Burning accused witches during the witch hunts may thus be compared to destroying confiscated whisky during Prohibition. – Thomas Szasz
Amsterdam’s ‘Centre for Drug Research’ ceased to exist as an independent drug research institution in 2004, but Peter Cohen left a few challenges to our thinking. Offering something completely different about our understanding of addiction, Cohen says
“I will offer an alternative description. I will try to create a definition that will make it possible to accept the behaviour we now call addiction and see it as a normal, although infrequent type of adaptation. Once we normalise the behaviour we no longer have to fear it, and organize massive and religious discriminations against this behaviour and its alleged cause, the drug.”
The person has been reduced to the enslaved bearer of a deranged brain.
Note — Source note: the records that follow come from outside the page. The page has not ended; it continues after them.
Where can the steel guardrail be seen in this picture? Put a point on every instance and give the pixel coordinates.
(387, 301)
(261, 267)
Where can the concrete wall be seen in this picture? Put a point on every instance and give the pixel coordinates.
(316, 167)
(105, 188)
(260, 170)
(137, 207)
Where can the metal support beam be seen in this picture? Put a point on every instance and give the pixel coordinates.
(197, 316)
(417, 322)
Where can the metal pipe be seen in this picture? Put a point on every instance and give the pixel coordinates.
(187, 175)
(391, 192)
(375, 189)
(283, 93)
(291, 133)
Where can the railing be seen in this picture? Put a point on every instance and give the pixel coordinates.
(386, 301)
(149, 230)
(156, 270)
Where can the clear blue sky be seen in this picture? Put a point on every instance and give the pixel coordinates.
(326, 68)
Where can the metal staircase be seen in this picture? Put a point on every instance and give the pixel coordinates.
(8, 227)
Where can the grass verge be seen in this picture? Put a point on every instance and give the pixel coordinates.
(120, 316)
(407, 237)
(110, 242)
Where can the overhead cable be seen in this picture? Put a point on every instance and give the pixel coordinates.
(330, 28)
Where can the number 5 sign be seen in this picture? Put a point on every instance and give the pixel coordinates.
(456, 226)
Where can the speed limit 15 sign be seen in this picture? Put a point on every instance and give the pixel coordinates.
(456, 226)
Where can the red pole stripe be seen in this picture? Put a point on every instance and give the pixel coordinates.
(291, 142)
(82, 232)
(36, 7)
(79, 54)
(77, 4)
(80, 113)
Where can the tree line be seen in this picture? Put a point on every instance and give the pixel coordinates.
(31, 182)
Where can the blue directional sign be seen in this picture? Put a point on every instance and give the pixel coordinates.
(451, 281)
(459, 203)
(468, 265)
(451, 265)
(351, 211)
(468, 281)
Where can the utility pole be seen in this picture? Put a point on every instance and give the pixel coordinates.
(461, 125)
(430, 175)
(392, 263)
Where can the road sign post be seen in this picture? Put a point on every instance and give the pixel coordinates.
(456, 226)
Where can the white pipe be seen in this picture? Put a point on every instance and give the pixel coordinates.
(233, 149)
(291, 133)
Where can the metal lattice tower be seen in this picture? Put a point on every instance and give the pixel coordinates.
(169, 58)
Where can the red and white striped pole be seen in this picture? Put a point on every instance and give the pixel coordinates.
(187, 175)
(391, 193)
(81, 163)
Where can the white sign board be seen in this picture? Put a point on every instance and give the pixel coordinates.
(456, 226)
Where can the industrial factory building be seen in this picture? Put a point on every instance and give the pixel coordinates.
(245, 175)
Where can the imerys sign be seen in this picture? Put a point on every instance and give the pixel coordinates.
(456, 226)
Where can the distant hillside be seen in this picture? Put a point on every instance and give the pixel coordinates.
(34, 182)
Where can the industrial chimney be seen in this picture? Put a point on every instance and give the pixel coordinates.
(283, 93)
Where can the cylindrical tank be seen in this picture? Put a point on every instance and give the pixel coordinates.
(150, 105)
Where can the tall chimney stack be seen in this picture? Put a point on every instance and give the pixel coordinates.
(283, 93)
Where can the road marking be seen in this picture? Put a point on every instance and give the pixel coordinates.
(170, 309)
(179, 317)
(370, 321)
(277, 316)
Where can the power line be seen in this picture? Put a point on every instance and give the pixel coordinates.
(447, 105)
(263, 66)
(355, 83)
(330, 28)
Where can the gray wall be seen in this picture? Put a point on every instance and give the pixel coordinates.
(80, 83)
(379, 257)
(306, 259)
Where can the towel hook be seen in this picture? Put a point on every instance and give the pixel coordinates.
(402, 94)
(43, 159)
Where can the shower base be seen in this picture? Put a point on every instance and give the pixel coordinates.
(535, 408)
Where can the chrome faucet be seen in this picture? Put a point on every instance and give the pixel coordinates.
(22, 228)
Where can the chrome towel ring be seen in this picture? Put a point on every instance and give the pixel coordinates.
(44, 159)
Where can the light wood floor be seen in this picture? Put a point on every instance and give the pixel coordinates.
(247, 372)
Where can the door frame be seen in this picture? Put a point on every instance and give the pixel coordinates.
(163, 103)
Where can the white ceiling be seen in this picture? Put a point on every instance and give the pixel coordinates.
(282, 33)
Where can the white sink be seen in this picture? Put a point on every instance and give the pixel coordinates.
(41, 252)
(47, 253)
In my world of learned control, the user is a rational being trying to reach rational goals by means of techniques that are hard to grasp for people who use other types of control to reach the same rational goals; that is to feel they master their environment, get a sense of belonging and to cope. In my view, people we call ‘addicted’ do the same things that people do that we call ‘not addicted’. The difference is their methods. It is like looking at homosexuals. They do the same things as heterosexuals, only their methods differ. To decide that they are ill, deviant, or self destructive is not science.
So, my pointing out that the word ‘addicted’ fits in a list of words like possessed, bedevilled or bewitched, is an attempt to change our way of explaining heavy drug use as the agent of magic, and to show that even ‘scientific’ approaches to this behaviour may mask devils and ghosts, and create Cardinals, Inquisitors, and Heretics.